ROMA

Ama, il Comune multa se stesso ma per i cittadini non cambia nulla

Giovedì 31 Ottobre 2019 di Paolo Graldi
L'Ama ci ama? Ogni santo giorno, ogni cittadino di questa città risponde a questo interrogativo che racchiude la rabbia, la frustrazione, il disincanto per un servizio di raccolta dei rifiuti che avvelena la vita dei romani. A pensarla così, adesso, è anche l'Autorità indipendente che vigila sulla qualità del servizio: un cassonetto su due emana miasmi nauseabondi, uno su tre è assediato da sacchi lasciati a terra, una strada su tre è sporca mentre per il Comune il 92 per cento dovrebbe essere tirato a lucido. Un ceffone amministrativo senza appello: nel periodo luglio-settembre il fatturato dello scandalo rifiuti si è triplicato. I dati, come dice la legge, serviranno al Campidoglio per richiamare l'Ama ai suoi obblighi contrattuali, ricorrendo a severe sanzioni, leggi multe salate, di cui risponderanno i dirigenti. Dirigenti che cambiano di continuo, vittime delle porte girevoli del turn over. Ma, poiché l'Ama è una delle partecipate del Campidoglio si deve dedurre che il sindaco punendo l'azienda multa sé stesso.

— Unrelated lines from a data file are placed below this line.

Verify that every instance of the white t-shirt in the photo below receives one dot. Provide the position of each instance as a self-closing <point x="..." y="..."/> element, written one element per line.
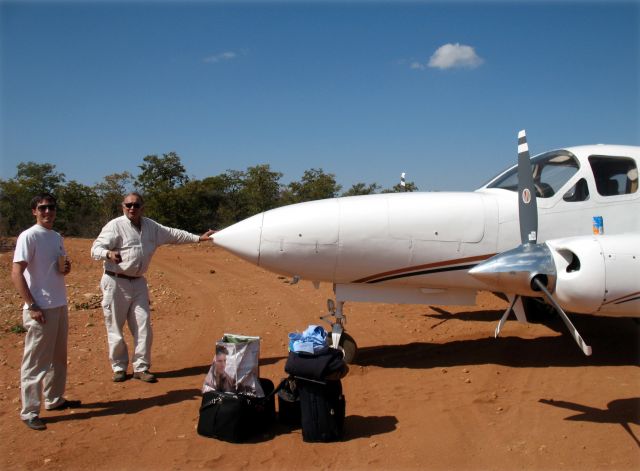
<point x="40" y="248"/>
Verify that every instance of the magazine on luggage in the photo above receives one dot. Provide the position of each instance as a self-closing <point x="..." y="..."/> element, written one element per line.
<point x="235" y="366"/>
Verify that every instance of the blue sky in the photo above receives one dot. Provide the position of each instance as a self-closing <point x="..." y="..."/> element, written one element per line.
<point x="362" y="89"/>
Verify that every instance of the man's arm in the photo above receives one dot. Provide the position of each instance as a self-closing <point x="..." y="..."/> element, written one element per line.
<point x="170" y="235"/>
<point x="20" y="282"/>
<point x="101" y="248"/>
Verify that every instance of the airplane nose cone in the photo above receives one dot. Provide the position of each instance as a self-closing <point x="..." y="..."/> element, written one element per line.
<point x="242" y="238"/>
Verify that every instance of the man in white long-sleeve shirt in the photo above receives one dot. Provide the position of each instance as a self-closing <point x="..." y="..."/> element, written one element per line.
<point x="126" y="245"/>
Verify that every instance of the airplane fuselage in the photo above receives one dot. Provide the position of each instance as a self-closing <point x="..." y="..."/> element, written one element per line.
<point x="418" y="247"/>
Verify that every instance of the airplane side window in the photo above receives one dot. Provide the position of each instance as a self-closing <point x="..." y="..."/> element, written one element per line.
<point x="550" y="172"/>
<point x="614" y="176"/>
<point x="578" y="192"/>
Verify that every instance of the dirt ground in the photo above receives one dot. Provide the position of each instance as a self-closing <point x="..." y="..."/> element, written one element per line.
<point x="430" y="388"/>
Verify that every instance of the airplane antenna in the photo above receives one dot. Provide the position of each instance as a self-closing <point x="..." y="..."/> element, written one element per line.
<point x="527" y="206"/>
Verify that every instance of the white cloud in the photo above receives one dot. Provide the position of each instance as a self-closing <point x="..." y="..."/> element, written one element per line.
<point x="223" y="56"/>
<point x="456" y="55"/>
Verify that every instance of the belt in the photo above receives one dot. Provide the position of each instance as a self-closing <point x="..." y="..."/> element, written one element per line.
<point x="120" y="275"/>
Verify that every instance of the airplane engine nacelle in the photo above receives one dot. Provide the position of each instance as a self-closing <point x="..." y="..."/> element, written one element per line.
<point x="598" y="274"/>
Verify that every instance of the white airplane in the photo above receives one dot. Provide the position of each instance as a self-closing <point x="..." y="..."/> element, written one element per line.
<point x="437" y="247"/>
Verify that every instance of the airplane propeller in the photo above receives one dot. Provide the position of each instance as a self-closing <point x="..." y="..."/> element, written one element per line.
<point x="529" y="268"/>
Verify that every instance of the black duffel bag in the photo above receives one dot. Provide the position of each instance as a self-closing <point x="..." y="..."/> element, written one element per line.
<point x="322" y="410"/>
<point x="234" y="417"/>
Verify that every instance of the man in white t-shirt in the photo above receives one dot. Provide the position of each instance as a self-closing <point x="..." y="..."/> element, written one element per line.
<point x="38" y="275"/>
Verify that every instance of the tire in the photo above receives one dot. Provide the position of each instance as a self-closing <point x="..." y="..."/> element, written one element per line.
<point x="347" y="345"/>
<point x="536" y="310"/>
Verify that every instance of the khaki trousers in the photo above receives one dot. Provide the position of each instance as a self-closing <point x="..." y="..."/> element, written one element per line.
<point x="127" y="301"/>
<point x="44" y="363"/>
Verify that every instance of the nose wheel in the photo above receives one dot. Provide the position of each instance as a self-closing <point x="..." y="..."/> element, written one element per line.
<point x="339" y="338"/>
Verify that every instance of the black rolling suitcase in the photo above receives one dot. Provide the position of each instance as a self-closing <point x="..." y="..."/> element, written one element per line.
<point x="322" y="410"/>
<point x="236" y="417"/>
<point x="289" y="404"/>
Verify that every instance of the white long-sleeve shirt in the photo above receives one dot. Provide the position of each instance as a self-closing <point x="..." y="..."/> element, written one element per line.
<point x="136" y="247"/>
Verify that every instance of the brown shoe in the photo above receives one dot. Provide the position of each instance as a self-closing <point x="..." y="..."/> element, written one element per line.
<point x="67" y="404"/>
<point x="35" y="423"/>
<point x="145" y="376"/>
<point x="119" y="376"/>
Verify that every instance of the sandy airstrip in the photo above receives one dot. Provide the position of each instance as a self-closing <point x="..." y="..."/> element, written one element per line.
<point x="430" y="389"/>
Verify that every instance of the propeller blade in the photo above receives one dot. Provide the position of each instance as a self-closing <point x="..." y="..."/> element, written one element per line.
<point x="586" y="349"/>
<point x="527" y="206"/>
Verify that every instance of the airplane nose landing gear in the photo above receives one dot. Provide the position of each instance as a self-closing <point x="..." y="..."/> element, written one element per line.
<point x="337" y="320"/>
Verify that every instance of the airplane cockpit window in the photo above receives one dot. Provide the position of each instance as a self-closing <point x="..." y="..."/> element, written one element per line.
<point x="578" y="192"/>
<point x="550" y="172"/>
<point x="614" y="176"/>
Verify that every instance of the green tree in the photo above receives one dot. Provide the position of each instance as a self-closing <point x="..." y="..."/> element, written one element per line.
<point x="166" y="172"/>
<point x="362" y="189"/>
<point x="233" y="206"/>
<point x="16" y="193"/>
<point x="261" y="188"/>
<point x="315" y="185"/>
<point x="201" y="200"/>
<point x="111" y="192"/>
<point x="158" y="180"/>
<point x="78" y="210"/>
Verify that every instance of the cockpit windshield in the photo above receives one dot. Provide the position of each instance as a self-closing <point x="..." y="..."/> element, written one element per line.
<point x="550" y="172"/>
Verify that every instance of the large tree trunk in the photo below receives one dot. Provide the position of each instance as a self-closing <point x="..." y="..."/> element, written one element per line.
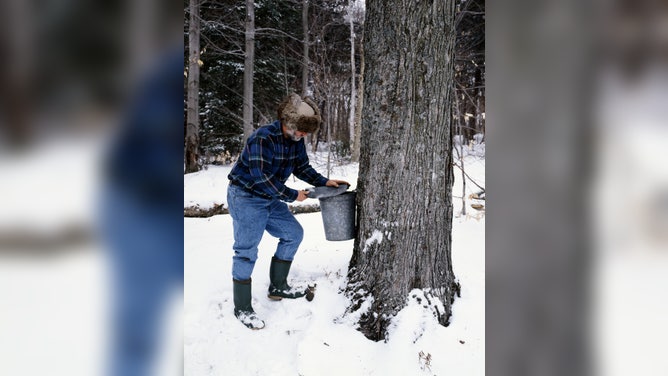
<point x="249" y="62"/>
<point x="192" y="122"/>
<point x="404" y="191"/>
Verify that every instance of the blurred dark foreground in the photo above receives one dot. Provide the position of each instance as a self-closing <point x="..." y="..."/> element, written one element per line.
<point x="91" y="171"/>
<point x="91" y="231"/>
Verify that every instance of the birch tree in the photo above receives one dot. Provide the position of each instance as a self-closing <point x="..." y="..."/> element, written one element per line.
<point x="192" y="121"/>
<point x="249" y="62"/>
<point x="403" y="245"/>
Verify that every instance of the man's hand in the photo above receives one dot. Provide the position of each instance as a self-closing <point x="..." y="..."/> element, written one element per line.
<point x="335" y="183"/>
<point x="302" y="195"/>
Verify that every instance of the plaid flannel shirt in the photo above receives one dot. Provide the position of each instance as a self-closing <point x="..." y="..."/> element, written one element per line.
<point x="267" y="162"/>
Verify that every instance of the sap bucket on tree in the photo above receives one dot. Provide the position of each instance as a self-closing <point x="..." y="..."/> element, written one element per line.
<point x="338" y="211"/>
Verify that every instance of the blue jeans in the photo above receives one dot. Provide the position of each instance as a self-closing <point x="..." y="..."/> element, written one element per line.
<point x="146" y="252"/>
<point x="251" y="216"/>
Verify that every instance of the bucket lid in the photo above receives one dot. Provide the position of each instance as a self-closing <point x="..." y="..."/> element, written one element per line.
<point x="322" y="192"/>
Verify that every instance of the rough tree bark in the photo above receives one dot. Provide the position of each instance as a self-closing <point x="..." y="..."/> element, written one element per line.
<point x="404" y="203"/>
<point x="249" y="61"/>
<point x="192" y="122"/>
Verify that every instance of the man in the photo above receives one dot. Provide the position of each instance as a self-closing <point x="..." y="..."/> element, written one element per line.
<point x="255" y="199"/>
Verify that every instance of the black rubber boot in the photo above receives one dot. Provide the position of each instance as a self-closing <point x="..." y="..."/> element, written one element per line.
<point x="243" y="310"/>
<point x="279" y="288"/>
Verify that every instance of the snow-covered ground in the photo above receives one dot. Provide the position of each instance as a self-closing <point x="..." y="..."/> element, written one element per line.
<point x="314" y="338"/>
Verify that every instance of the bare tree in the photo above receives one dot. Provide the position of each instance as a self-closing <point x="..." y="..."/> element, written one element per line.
<point x="192" y="122"/>
<point x="305" y="56"/>
<point x="404" y="198"/>
<point x="249" y="62"/>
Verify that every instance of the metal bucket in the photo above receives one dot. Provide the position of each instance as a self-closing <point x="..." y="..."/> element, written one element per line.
<point x="338" y="216"/>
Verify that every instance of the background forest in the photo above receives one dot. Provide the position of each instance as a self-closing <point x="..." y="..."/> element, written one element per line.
<point x="313" y="48"/>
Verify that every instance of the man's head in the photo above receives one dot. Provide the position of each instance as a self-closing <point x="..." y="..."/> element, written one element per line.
<point x="298" y="116"/>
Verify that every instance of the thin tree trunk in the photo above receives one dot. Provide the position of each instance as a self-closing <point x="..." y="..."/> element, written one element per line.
<point x="353" y="100"/>
<point x="358" y="108"/>
<point x="249" y="62"/>
<point x="403" y="245"/>
<point x="192" y="123"/>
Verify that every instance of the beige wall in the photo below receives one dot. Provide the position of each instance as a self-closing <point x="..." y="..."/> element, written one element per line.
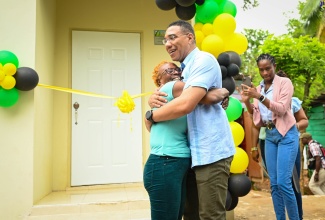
<point x="45" y="39"/>
<point x="141" y="16"/>
<point x="17" y="22"/>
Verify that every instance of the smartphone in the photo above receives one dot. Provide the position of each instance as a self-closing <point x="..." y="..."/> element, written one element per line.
<point x="247" y="81"/>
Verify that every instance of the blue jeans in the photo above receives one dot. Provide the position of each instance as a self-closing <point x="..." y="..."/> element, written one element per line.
<point x="164" y="178"/>
<point x="298" y="167"/>
<point x="281" y="153"/>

Domanda: ai cittadini, vere e uniche vittime, nella feroce e puzzolente battaglia quotidiana per liberarsi dei rifiuti (il servizio è il più caro in assoluto) che cosa gliene viene delle multe tra il Comune e l'Ama? Vero è che le sanzioni sono usate come foglia di fico per nascondere un disastro amministrativo inguaribile, l'unico che merita d'essere avviato a una discarica. Ah, trovarla, la discarica.